Photo from the Cornerstone Drive-In Facebook page

During the winter doldrums, I’m catching up on some of the stories I didn’t get to during the long Drive-In-a-Day Odyssey that took up most of my time last year. One of those is about a church in Scotts Hill TN that illustrates my definition of a drive-in theater.

In May 2017, the Cornerstone Church built its own drive-in screen and started showing faith-based movies on Friday and Saturday nights. Admission was free and open to the public, and there was a concession trailer with popcorn, drinks, hot dogs and burgers. In July, the operation was profiled on WBBJ, Jackson’s News Leader, in a video that I couldn’t embed here.
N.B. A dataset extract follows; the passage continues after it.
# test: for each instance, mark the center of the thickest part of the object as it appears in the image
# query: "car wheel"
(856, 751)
The drive-in continued showing films on weekends until closing its season in mid-October.

“Teenagers can take their girlfriends on dates here for free instead of having to worrying about asking their parents for money,” Cornerstone’s Joanie Gant told WBBJ. “The parents don’t have to worry about what they’re seeing because they know it’s going to be a faith based film.” There’s a good picture of the full screen at the Lexington Progress.

As I wrote over a year ago, a drive-in is any outdoor theater at a fixed location where members of the public can drive their own cars in to watch a movie on a recurring basis. The Cornerstone is unconventional, but it fits the definition as well as the Blue Starlite or the Apache. Once it opens again in 2018, I’ll need to add it to my official drive-in list.